If the basis for their charges really is just that he traded in dollars, then this is yet another example why nobody should trust Americans and their currency when it comes to trade. I hope they can come up with something better than that.

> the second problem can be as simple as having Google organise an all-expenses-paid team activity to bait the subject into jurisdiction.

This actually happens. I know that the FBI once organized an all-expenses-paid trip to a "conference in Hawaii" for certain Chinese chemists it wanted to nab.

The corollary is that if you have reason to expect you're wanted by American Feds, never travel outside China, Russia, and certain European states that are extraordinarily hesitant to extradite to the US (e.g. Ireland).

And never have an emergency (accidentally, FBI-forced landing, etc) causing you to accidentally inhabit those countries either.
I thought I'd heard of this but couldn't find enough examples of this, let alone an FBI induced landing.

It appears REALLY hard to step over jurisdictions.

I did find the PLO terrorist incident from 1985. The terrorists killed an American on a cruiseship, Achille Lauro. Reagan sent a fighter jet to intercept, escort, and force a landing in Italy for the commercial jet the terrorists were later flying on.

There are other examples like forcing downed flights in the hunt for Snowden, but it's super rare and ultimately unlikely.

Oh yeah, it's definitely super rare, especially when we do anything to force the landing. The Snowden example is the only one coming to mind, and that was a decade ago.

There are a number cases where the stop was known ahead of time (like Maher Arar), but those are moderately rare too.

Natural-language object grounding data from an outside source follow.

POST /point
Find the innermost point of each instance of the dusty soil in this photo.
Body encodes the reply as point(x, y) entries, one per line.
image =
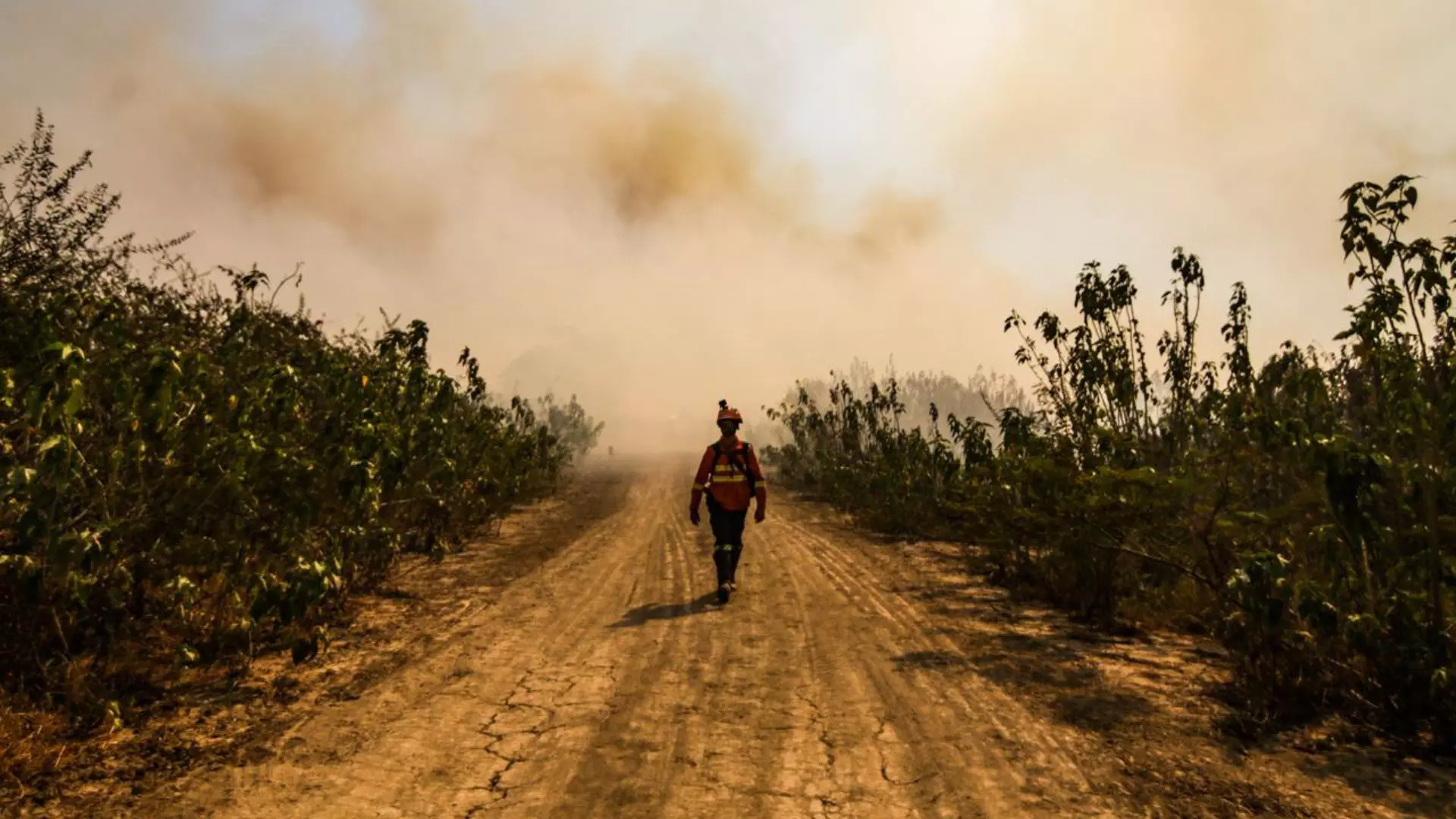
point(849, 676)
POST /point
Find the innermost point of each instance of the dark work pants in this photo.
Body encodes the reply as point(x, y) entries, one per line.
point(727, 539)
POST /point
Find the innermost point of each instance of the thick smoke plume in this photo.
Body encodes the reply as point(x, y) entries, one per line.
point(655, 205)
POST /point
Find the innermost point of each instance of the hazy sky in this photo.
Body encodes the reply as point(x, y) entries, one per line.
point(661, 203)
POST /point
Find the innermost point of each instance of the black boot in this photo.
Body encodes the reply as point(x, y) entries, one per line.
point(723, 560)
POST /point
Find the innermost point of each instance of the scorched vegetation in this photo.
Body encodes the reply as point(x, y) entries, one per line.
point(1304, 510)
point(188, 471)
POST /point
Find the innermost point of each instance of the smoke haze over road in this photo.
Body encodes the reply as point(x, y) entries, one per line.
point(655, 205)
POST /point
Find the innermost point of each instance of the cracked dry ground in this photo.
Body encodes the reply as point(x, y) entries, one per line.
point(609, 682)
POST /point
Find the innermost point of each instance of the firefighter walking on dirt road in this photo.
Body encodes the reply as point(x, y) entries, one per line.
point(731, 477)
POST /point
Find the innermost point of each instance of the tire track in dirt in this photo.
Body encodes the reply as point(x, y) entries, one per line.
point(1002, 758)
point(607, 682)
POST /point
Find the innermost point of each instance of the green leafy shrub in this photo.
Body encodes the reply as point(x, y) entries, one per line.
point(187, 468)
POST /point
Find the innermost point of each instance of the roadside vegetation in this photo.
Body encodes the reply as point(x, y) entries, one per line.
point(191, 472)
point(1304, 509)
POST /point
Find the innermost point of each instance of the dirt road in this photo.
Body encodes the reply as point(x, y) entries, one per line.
point(609, 682)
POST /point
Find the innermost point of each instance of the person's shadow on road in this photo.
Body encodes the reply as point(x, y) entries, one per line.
point(667, 611)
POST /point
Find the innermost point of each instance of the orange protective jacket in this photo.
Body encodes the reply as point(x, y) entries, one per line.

The interesting part is that he got charged with insider trading. A few attorneys on bluesky have pointed out that this is a novel use of this law since previously the trading occurred on regulated markets (e.g. SEC or CFTC regulated markets like stock markets and commodities/futures exchanges).
They are regulated. That's why Connecticut, Arizona, and Illinois are being sued by the government. They tried to regulate these markets and the CFTC says they regulate them, not the states.
These markets are regulated by the CFTC, currently, so what exactly is novel here?
Poly market is not a us exchange. Kalshi is.
So is Polymarket US, the separate entity Polymarket created specifically for the USA.
The argument goes that because Polymarket (.com) doesn't effectively block US users, it is in practice operating in the US even though it claims not to be. Similar to how the EU claims jurisdiction over foreign sites that process EU citizen data for GDPR.
US charged and arrested a man in Venezuela so...
Don’t think they will mobilize 40 elite soldiers to invade Switzerland airspace just because of a small sum of a million dollars
He doesn't have any oil. Therefore the US won't invade.
They don't need to because he has already been arrested in New York.

There should be some sort of basic literacy requirement for people to post of this forum.

Don’t so hard on yourself.
> transacting on systems involving US currency.

Transacting on systems involving a currency (USDC) that is pegged to a US currency.

Pretty sure he sold Swiss Francs for USDC and deposited those onto Polymarket (after running them through mixers -- hence the money laundering charges).

A little bit of an open secret, but insider trading is a large part of what makes prediction markets valuable to society on the whole.

However, it requires a small set of people to lose money so that the rest of us can have a clearer picture of the future.

He was arrested in New York, so he was in the US
That doesn't mean he has committed a crime in the US though.